Thematic Focus: Controlling the Police?

Police Accountability
by Hannah Espín Grau and Marie-Theres Piening

Parallel to the expansion of the powers of the German police, a critical public debate on the role of the police is increasing. The existing mecha­nisms to control the police are of limited efficacy and can only counteract the expansion of power in a piecemeal fashion. Therefore, it seems necessary to build on the momentum of the growing debate, to reconceptualize police control, and to consider how society can be empowered vis-à-vis the police. To this end, the article introduces the concept of “police accountability” and discusses its opportunities and limits regarding a stronger democratic containment of the police.

Parliamentary Police Commissioners
by Marie-Theres Piening, Marius Kühne, and Eric Töpfer

In recent years, six German states have established police commissioners who are elected by parliament. Other states and the federal government are planning to do so. However, the legal and personnel-wise implementation and the practices of handling complaints differ considerably.
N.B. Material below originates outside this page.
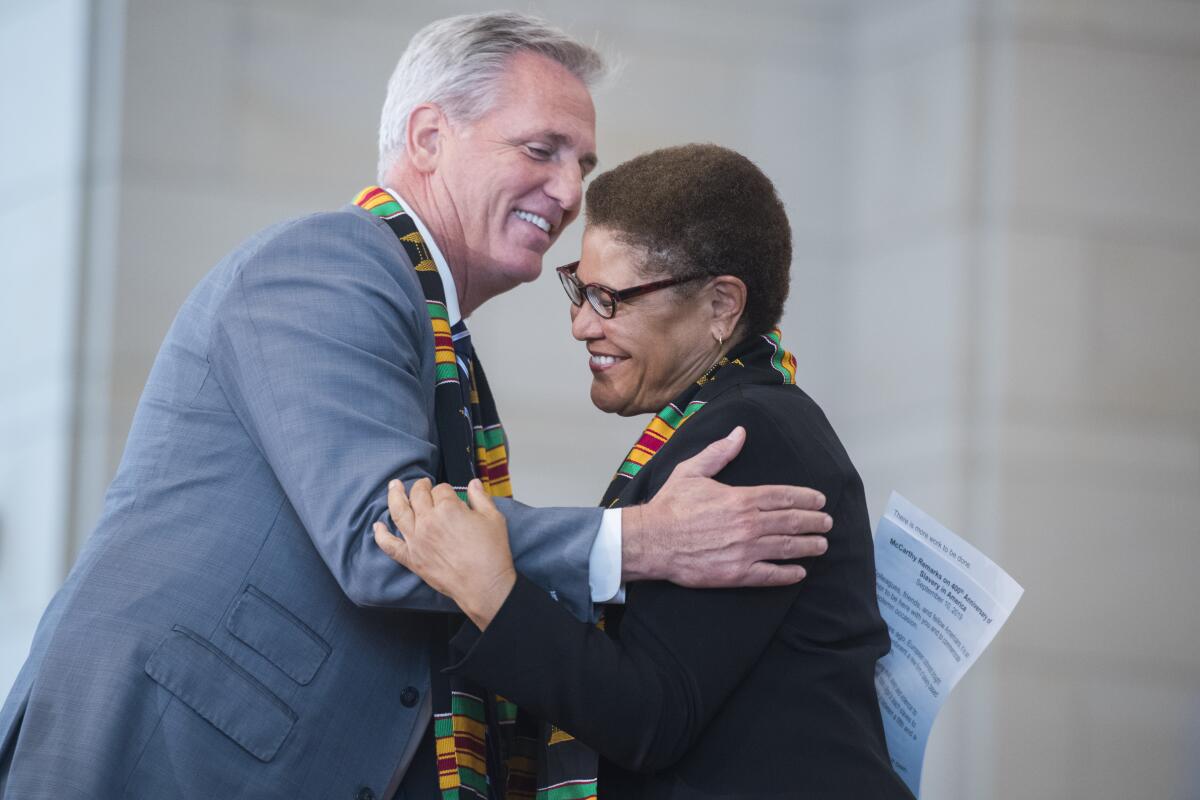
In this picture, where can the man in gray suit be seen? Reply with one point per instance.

These institutions are a long way from the independent bodies that have been called for to investigate serious police misconduct liable to disciplinary action or criminal prosecution.

Compulsory Identification of Police Officers
by Norbert Pütter

The compulsory identification of police officers on duty is a controversial issue in Germany for many years. Meanwhile, ten federal states have made identification tags for police officers mandatory; three other states and the federal government intend to do so in the current legislative periods.

Committees of Inquiry as Means of Police Control
by Maximilian Pichl

Due to various scandals and excesses, calls for greater police oversight have increased. However, many of the conventional instruments are proving to be insufficient. Parliamentary committees of inquiry can be used to shed light on the structures of the police apparatus by way of exemplary incidents. However, there are also legal and de facto limits to effective in­vestigation.

Strategic Reviews: Civic Police Control in the UK
by Genevieve Lennon

This article examines different approaches by independent police oversight bodies in the UK to strategic reviews of police conduct. It describes the workings of some of the major UK oversight bodies before examining how His Majesty’s Inspectorate of the Constabulary and Fire and Rescue Services conducted their inspection of police stop and search powers and how this impacted upon police practice. Next, it considers the “super-complaint”, a relatively new procedure whereby designated bodies (typically from the NGO sector) may file a complaint regarding an area of police practice. The discussion highlights the benefits and limitations of these approaches, which offer interesting exemplars for the oversight of police in Germany.

The Memorial against Racism and Police Violence
by Sonja John

Deadly police violence leaves relatives of victims helpless. Existing forms of police control bring neither justice nor comfort. The Memorial for the Victims of Police Violence and Racism in Berlin offers at least a place to be heard and to build connections.

Go Film the Police
Interview with Maren Burkhardt

The “Kampagne für Opfer rassistischer Polizeigewalt” (Campaign for Victims of Racist Police Violence) is calling on the public to document police actions. Video footage can serve to break up hierarchies of credibility between police witnesses and victims. In practice, however, the police regularly prevent videos being recorded. While this practice was initially being based on the Artistic Copyright Law, attempts are now being made to classify remarks by police officers as non-public utterances. As of yet, the legal situation is still unclear, and judicial decisions on the issue are not free of contradictions.

A New Kind of Parliamentary Oversight
by Dirk Burczyk

In 2017, the Joint Parliamentary Scrutiny Group was established to serve as the European and national parliaments’ means of oversight over Europol. This was preceded by tough negotiations that also shaped the committee’s first phase of activity. Conflicts are ongoing: Europol is trying to aggressively use the meetings to present itself favorably, while still only a few of the committee’s members are persistent in trying to exercise their rights.

Non-Thematic Contributions

Shopping for Powers in Fighting Encrochat
by Dirk Burczyk

In 2020, French authorities infiltrated an encrypted communications network named “Encrochat” and diverted thousands of users’ communication data, amounting to mass surveillance. The scavenged data have been introduced as evidence in criminal trials in Germany, as well, and have led to multiple convictions. There remain considerable doubts as to whether the methods are in accordance with the rule of law.

Fatal Police Shootings in 2021
by Otto Diederichs

Eight people died in 2021 by police shooting, 31 people were injured. Three of those killed were experiencing a mental health emergency. None of the eight fatal cases concerned a police action prepared in advance. In one of the fatal cases, a police officer was injured. Of the almost 18.000 shots that were fired by police overall, only one (fired at an object) was considered unlawful.